HMOs are principally thought of as prebiotics – promoting the growth of beneficial microorganisms in the gut,102 particularly the commensals Bifidobacteria spp, B. longum and B. bifidum.111 Sialylated HMOs, specifically α-2,3′-Neu5Ac-lactose and α-2,6′-Neu5Ac-lactose which induce sialidase activity in B. spp and various B. longum strains, enable them to metabolise and grow on Neu5Ac and produce acidic fermentation products, lactate and short-chain fatty acids (SCFAs).112 Sialylated variants of lacto-N-tetraose exhibit antimicrobial activity against Group B. Streptococcus,113 presumably due to their ability to increase cellular permeability as seen in other studies on pooled HMOs.114–116 Additionally, previous work has shown that the hexasaccharide disialyllacto-N-tetraose (DSLNT, Fig. 14) contributes to the prevention of necrotising enterocolitis in a neonatal rat model.117,118 Acidic HMOs, particularly DSLNT, LS-tetrasaccharide a (LST-a,) and LS-tetrasaccharide c (LST-c) (Fig. 14), also have a pronounced effect on the modulation of intestinal epithelial cell maturation.119


image file: d3cb00155e-f14.tif
Fig. 14 Chemical structures of HMO DSLNT and LST-a and LST-c.

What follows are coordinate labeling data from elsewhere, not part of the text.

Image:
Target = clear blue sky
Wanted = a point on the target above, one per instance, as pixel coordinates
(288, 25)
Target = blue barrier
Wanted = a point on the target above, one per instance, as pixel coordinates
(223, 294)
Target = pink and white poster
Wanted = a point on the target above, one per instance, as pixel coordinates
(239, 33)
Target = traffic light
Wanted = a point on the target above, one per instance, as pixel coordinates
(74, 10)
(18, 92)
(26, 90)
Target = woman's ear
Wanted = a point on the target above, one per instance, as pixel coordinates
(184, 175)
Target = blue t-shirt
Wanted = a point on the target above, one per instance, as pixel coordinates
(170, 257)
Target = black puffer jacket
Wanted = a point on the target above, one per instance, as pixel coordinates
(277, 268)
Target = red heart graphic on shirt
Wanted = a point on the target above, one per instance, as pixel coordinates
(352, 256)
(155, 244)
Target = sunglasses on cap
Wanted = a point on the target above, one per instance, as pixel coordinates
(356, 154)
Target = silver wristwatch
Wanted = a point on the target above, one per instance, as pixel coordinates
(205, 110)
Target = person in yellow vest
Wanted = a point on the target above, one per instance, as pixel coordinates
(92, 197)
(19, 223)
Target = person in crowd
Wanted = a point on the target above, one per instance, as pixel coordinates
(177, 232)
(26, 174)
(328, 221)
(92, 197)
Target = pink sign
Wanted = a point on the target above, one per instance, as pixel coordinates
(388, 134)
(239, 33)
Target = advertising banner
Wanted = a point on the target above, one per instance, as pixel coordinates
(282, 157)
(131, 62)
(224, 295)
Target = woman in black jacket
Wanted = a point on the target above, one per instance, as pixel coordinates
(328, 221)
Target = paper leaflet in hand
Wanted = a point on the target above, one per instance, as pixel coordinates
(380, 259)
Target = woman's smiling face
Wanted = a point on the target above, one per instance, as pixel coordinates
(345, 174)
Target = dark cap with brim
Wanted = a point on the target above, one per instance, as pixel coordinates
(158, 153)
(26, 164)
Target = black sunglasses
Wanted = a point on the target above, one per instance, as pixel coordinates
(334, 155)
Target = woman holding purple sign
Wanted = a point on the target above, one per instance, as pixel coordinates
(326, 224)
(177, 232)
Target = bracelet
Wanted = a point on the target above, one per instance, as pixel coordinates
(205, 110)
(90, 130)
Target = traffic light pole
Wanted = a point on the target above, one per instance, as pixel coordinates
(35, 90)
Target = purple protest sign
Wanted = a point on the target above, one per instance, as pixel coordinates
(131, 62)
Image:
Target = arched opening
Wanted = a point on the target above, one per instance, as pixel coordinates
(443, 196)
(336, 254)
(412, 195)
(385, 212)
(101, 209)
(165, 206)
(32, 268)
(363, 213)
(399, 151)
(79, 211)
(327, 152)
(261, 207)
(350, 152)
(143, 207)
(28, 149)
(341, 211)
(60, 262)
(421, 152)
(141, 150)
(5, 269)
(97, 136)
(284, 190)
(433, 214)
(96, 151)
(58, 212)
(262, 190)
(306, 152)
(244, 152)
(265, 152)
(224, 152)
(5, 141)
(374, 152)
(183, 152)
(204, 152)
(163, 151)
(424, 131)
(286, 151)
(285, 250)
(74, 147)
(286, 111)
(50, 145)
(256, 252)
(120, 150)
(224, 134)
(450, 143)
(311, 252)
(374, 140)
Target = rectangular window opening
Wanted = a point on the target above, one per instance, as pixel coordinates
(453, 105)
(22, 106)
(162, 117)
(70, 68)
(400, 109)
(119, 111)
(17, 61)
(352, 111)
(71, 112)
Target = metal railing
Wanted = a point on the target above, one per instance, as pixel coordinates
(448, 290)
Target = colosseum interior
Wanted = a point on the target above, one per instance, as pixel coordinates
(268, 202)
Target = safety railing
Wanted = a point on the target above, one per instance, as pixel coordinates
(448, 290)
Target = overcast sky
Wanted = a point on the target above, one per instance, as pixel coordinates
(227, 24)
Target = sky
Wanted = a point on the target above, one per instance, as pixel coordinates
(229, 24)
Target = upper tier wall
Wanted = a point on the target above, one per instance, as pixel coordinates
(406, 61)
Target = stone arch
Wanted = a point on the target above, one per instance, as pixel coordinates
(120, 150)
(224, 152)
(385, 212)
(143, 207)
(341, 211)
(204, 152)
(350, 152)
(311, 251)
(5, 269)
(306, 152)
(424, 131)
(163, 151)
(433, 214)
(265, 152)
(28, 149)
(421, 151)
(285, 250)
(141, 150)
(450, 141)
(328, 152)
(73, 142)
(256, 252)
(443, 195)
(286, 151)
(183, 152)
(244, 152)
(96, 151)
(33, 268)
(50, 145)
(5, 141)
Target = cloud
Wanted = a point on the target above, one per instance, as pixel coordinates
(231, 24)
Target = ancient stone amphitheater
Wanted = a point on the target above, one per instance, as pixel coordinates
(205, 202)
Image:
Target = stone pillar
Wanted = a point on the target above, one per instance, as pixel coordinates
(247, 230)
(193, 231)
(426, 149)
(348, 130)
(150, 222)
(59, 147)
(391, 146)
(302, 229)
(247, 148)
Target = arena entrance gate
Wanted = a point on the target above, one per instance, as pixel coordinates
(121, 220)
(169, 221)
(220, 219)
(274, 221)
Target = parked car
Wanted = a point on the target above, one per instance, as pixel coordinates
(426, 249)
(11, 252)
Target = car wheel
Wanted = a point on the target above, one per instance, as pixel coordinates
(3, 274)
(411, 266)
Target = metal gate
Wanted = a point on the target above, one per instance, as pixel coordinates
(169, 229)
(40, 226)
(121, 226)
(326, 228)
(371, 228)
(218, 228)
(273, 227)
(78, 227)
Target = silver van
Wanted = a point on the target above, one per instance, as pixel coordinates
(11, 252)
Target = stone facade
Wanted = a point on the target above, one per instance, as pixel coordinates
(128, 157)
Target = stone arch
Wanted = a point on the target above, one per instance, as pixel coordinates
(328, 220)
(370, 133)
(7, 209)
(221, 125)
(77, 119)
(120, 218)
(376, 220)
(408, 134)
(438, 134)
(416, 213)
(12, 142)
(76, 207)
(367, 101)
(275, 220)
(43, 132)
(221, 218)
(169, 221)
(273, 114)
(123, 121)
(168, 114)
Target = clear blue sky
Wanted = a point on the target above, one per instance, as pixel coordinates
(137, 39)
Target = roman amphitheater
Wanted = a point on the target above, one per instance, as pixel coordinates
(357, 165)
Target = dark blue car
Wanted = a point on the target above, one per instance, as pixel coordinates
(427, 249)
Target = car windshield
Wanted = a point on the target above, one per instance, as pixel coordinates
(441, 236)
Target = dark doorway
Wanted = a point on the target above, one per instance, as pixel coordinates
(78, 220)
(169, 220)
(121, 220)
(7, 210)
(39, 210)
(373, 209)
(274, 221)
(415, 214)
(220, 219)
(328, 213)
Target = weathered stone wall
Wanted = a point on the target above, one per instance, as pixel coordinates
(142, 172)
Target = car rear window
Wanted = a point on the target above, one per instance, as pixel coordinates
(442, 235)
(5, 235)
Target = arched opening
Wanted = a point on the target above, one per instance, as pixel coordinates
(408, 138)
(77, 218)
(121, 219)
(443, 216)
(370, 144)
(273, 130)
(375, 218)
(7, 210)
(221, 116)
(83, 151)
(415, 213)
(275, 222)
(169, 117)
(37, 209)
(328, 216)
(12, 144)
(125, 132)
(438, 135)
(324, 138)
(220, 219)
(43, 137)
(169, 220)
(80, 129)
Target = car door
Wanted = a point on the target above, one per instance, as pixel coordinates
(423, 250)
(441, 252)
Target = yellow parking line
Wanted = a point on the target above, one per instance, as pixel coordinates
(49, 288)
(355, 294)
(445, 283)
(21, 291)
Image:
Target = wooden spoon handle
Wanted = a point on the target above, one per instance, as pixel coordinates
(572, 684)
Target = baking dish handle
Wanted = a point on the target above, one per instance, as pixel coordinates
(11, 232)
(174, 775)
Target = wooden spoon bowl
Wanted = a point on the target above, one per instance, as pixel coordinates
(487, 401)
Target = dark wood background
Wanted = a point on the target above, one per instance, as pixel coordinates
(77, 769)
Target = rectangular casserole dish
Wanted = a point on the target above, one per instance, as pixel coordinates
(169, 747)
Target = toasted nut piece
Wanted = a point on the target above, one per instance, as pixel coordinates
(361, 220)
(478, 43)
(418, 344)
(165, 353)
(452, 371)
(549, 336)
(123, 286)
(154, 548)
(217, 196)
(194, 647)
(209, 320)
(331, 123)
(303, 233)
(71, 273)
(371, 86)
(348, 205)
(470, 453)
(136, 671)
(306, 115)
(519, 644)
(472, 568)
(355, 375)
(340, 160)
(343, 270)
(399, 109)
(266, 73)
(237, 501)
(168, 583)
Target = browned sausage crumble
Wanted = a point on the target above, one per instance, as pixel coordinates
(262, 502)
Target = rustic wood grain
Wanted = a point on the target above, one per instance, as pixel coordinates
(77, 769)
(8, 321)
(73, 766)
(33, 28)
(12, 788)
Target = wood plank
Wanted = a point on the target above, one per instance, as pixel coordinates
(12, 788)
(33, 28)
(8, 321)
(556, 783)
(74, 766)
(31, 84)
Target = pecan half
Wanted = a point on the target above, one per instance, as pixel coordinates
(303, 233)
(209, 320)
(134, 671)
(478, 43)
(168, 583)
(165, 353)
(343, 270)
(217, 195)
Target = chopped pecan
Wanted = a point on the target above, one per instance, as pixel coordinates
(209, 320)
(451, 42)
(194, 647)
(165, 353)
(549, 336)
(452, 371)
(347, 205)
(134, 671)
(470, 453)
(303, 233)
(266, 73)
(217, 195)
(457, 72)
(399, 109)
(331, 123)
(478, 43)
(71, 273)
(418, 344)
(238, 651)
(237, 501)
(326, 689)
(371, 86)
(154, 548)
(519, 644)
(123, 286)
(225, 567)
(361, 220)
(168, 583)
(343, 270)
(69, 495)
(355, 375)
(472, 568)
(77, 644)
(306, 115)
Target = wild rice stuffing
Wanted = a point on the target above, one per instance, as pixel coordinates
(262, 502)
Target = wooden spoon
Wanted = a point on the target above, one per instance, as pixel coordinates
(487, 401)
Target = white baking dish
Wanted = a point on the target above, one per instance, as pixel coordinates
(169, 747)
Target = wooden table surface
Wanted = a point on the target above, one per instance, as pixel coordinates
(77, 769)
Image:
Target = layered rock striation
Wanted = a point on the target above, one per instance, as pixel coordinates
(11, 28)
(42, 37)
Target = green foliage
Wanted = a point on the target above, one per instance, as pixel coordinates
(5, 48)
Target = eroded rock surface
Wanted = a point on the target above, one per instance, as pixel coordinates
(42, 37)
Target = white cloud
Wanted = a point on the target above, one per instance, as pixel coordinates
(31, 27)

Studies have indicated that sialylated HMOs can inhibit hemagglutination mediated by uropathogenic E. coli (UPEC) and enterotoxigenic E. coli (ETEC), thereby blocking bacterial adhesion.120 A similar process can be seen with Helicobacter pylori, where α-2,3′-Neu5Ac-lactose inhibits binding to the gastrointestinal epithelium121 and, in rotavirus, decrease replication.122 Acidic HMOs are also thought to possess antiviral properties. In in vitro hemagglutination inhibition assays of avian influenza viruses, α-2,3′-Neu5Ac-lactose exhibited antiviral properties. In addition, in vivo studies of pathogen-free chicken models treated with α-2,3′-Neu5Ac-lactose showed a reduction in symptoms when infected with H9N2 influenza virus, with the virus being completely eradicated within 24 hours.123

Commensal intramolecular trans-sialidase

While most trans-sialidases have been studied from blood-borne trypanosomes,64 a novel intramolecular trans-sialidase has been identified in the commensal gut bacterium Ruminococcus gnavus.124,125 Studies revealed a new mode of action for this enzyme, which cleaves terminal α-2,3-linked sialic acid from human gut mucins and releases 2,7-anhydro-Neu5Ac instead of Neu5Ac. R. gnavus possesses a specific uptake mechanism for 2,7-anhydro-Neu5Ac that is not prevalent in nature, thus providing specific advantage for R. gnavus in scavenging sialic acid from sialylated glycans in the gut (Fig. 15).126 This in turn helps to maintain species balance and hence gut homeostasis, although a higher level of this intramolecular trans-sialidase enzyme has been found in patients with inflammatory bowel diseases.127
image file: d3cb00155e-f15.tif
Fig. 15 The IT-sialidase of R. gnavus cleaves sialic acid from host cell surface in the gut and rearrange it into 2,7 anhydro sialic acid, providing an advantage over other bacterial species in the gut able to metabolise the standard sialic acid.126

Neu5Ac and small(er) molecule anti-influenza therapeutics

Synthetic glycans,128 glycopeptides and glycopolymers129,130 have been informative with regards of the impact of glycan density and presentation (Fig. 16) on influenza virus infection. These studies demonstrate that glycan structure, valency and density (crowding) has a profound impact on NA binding and activity, and influenza virus adhesion and infectivity, respectively. Taken together, these studies suggest that multivalent inhibitors present obvious opportunities for therapeutic intervention.131 While this prospect has yet to be realised in the clinic, several studies have demonstrated approaches to high affinity ligands for the influenza surface-presented NA and, to a lesser extent, HA.
image file: d3cb00155e-f16.tif
Fig. 16 Schematic representation of how sialic acid and its derivatives have been exploited to generate multivalent materials to target receptors Siglecs, selectins and virus proteins to achieve immune modulation, targeted drug delivery and anti-virus treatments [reproduced with permission from Biomaterial Science, Royal Society of Chemistry, copyright 2013].131

The coordinated action of NA and HA132,133 is responsible for binding of influenza virus to the sialylated cellular receptors, facilitating viral internalisation into host epithelial cells (HA)38 as well as daughter virion release (NA). Two currently approved anti-NA drugs, Zanamivir (Relenza) and Oseltamivir phosphate (Tamiflu) (Fig. 17), act as transition state analogue inhibitors targeting the active site of NA.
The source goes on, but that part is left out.